У всех картин этого цикла есть ряд общих черт. Прежде всего – большой размер позволяющий создать монументальную многофигурную сцену, в которой подробно представлены как участники застолья, так и натюрморт с едой и посудой. Пирующие люди могут образовать композиционный полукруг возле стола, уставленного разнообразной снедью и дополненного посудой, эффектно выставленной на передний план. В результате зритель, имеющий возможность разглядеть все, что выставлено на столе, словно заманивается в эту шумную компанию. В другом варианте композиции люди заполняют все пространство изображения, заслоняя собой стол со всем его содержимым. Однако концепция зрительского участия в действии (которая есть у каждого живописца, берущегося за сюжетную картину) в данном случае весьма двойственна.

Изображенная ватага весельчаков вроде бы ничего не имеет против нашего «виртуального» участия в их пирушке, но в силу предельной заполненности пространства вокруг стола, нам в нем нет места (а в картине 1638 г. из Эрмитажа нельзя не заметить на переднем плане скамью, образующую своего рода «шлагбаум», преграждающий нам вход). Однако позы, жесты и ракурсы всех героев столь динамичны, что, дав волю своему воображению, мы легко можем представить себе, как они, бурно приветствуя наше появление, перемещаются за столом, освобождают нам место, подносят бокал с вином и пододвигают поближе блюдо с закуской. И в этот момент мы стоим перед дилеммой: представить себя еще одним активным действующим лицом или сохранить свое зрительское право на дистанцию. Вдумавшись в ситуацию, мы не сможем не заметить скрытую в ней серьезную духовно-этическую подоплеку.

Влиться в эту компанию – значит вместе со всеми персонажами истошно кричать: «Король пьет!», горланить песни (возможно, содержащие непристойности), выполнять прихоти тучного пьяного старика с бумажной короной на голове и в конечном счете напиться до бесчувствия. Без этого мы вряд ли сможем вытерпеть шум, специфические запахи, вызванные теснотой и скоплением множества людей, и, мягко говоря, нестандартное поведение участников действа за столом. На одной из картин женщина на переднем плане прямо при гостях пытается ликвидировать последствия кишечного расстройства у сынишки (не прекращая при этом петь или кричать вместе с остальными), на другой (1665, художественно-исторический музей, Вена) у «перебравшего» мужчины, схватившегося за голову (снова на переднем плане!), началась рвота, и испражнения попадают на чье-то женское платье (еще в одном варианте возле фигуры мужчины в такой же ситуации образуется лужа). Остальных участников пира эти «маленькие неприятности» совершенно не волнуют, поскольку при таком разнузданном веселье они легко могут оказаться в том же «интересном» положении.

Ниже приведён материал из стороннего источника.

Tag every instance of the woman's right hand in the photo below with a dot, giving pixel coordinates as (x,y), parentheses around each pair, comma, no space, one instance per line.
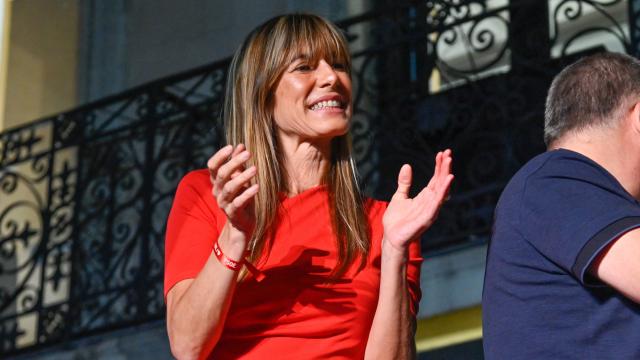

Еще один сюжетный «коллапс», который нам неизбежно придется принять – это присутствие на разгульной пирушке детей разного возраста – от грудных младенцев до подростков. Вопреки общечеловеческим законам морали, дети (в том числе и девочки!) не только присутствуют, но и участвуют в застолье: пьют вино на глазах у родителей, кричат, в лучшем случае – пытаются играть с собакой, явно воспринимая все происходящее как норму. Нередко дети предоставлены сами себе: на картине из Эрмитажа почти полностью раздетый младенец на руках у матери писает прямо на лавку в то время, как мать с поднятым бокалом приветствует короля.